Many autistic adults and self-advocates have shared harmful experiences with ABA that focused heavily on compliance. These experiences often included:
- being required to obey without explanation (which, notably, clashes with actual teaching of skills and generalizing to other contexts)
- having communication attempts ignored
- being punished for self-regulation behaviors (like stimming)
- being taught to suppress discomfort rather than express it
At its worst, compliance-focused therapy can teach children that their “no” doesn’t matter, that adults always have authority over their bodies, and that discomfort should be tolerated rather than communicated. As much as ABA has historically focused on the safety risks of a child not complying with staying next to their adult or with asking for a toy instead of pushing a peer, for example, there is a clear imminent risk to learners when boundaries are blurred and adult authority is king. For populations that statistically are also highly impacted by speech delays and communication barriers, this risk is compounded by struggles to convey abuse and mistreatment to trusted caregivers.
Compliance, Cooperation, & Skill-Building
At our practice, we make an important distinction:
- Compliance = Doing something because someone else has power
- Cooperation = Doing something with understanding and support
- Skill-building = Gaining the tools needed to participate meaningfully
Our goal is never blind compliance. Our goal is to help children understand expectations; communicate needs, boundaries, and preferences; develop flexibility without sacrificing autonomy; and learn how to navigate real-world demands safely and confidently. Sometimes that means teaching when it’s important to follow directions, like safety rules.

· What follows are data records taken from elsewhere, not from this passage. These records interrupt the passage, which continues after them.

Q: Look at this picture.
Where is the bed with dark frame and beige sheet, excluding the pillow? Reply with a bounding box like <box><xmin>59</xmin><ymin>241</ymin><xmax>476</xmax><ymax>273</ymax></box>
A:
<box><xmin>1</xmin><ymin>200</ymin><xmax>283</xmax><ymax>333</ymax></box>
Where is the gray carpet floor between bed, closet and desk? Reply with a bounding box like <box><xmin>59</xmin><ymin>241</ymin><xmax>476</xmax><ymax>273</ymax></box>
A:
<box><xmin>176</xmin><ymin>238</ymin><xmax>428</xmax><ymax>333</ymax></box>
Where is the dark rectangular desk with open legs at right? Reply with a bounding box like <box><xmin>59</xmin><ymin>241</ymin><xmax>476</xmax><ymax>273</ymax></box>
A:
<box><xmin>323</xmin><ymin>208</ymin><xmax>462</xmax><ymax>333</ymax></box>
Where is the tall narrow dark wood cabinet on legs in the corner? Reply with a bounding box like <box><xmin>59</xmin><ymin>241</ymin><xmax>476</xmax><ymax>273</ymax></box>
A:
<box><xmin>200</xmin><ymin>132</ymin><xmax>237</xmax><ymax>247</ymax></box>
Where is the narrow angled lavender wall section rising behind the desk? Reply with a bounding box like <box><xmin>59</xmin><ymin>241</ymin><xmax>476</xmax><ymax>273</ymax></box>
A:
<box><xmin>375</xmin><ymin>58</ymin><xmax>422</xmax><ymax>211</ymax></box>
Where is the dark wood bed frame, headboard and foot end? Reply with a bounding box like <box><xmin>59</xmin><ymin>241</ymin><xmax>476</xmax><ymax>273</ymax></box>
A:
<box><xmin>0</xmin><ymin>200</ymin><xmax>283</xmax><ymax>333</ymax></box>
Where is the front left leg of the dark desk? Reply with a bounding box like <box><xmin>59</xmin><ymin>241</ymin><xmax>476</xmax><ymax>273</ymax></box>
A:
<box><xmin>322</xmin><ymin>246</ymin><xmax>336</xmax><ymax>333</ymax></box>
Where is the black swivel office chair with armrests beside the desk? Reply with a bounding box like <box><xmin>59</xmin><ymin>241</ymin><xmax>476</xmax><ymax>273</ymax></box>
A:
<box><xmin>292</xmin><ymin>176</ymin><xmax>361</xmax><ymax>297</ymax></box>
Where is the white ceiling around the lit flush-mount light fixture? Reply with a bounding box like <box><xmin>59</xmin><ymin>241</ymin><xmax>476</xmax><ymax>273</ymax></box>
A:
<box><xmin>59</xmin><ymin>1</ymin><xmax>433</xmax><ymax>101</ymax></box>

Sometimes it means teaching how to say no (what I frequently call “appropriate refusal”), ask for help, or request a break.

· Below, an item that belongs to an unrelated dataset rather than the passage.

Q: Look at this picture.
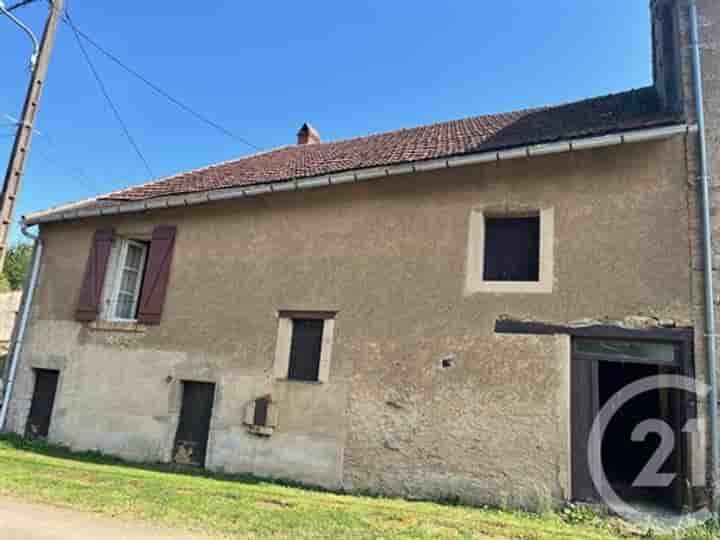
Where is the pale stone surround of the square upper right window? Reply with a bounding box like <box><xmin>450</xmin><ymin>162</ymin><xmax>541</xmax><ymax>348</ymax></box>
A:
<box><xmin>465</xmin><ymin>208</ymin><xmax>555</xmax><ymax>295</ymax></box>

When Following Directions Does Matter
It’s also important to be honest: there are times when following adult directions is necessary. The ethical question is not whether children should ever follow directions.
The ethical question is how we teach those skills and at what cost.

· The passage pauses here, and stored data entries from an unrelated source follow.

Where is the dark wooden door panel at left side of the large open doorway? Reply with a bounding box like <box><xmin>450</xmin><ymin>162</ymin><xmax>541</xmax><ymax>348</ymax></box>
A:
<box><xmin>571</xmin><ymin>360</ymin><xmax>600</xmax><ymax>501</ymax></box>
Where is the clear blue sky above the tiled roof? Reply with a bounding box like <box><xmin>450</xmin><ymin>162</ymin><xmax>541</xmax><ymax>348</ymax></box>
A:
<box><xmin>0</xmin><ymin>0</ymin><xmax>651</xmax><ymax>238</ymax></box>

Some of the things we ask as BCBAs are:
- Are we teaching and reinforcing understanding or just obedience? In other words, is the learner also directly or indirectly being taught the “why”?
- Is this expectation reasonable for this child’s developmental level and the environment?
- Have we taught the prerequisite skills?
- Is the child able to communicate discomfort or refusal?
- At what point are we seeing any hesitation or precursor behaviors (signals before distress, like furrowed brows, increased vocal volume, increased self-stimulation, etc.)? Can we change something about that point in the process, the materials, or other components to keep them comfortable while learning?
- How can we meet the learner where he or she is currently and very gradually, at the learner’s pace, build from there?
Ethical ABA & From the Nest
Ethical, modern ABA should prioritize:
Assent & Choice
Learners should have meaningful ways to indicate yes and no, request breaks, and express preferences.
Communication Over Control
Behavior is communication. Our job is to teach better communication, not silence it.
Reinforcement, Not Punishment
Skills are built through motivation, trust, and consistency. Not fear or force.
Respect for Neurodiversity
Not all behaviors need to be changed. Self-regulation, stimming, and differences in communication deserve respect.
Parent Collaboration
Families should also understand the “why” behind which strategies are used. They should feel empowered, not blamed or excluded.
It is okay to ask why a goal is important, if your child is allowed to say no or take breaks, and how a goal supports your child in the long-term.
We at From the Nest believe ABA should help children feel safe and understood. We prioritize building independence, developing self-advocacy, and helping a learner to participate in their world. I often describe to new staff that we are giving learners a tool box: there is no obligation to use the tools in the box, but they are available if they could come in handy in the future to access more of what is valuable to that learner.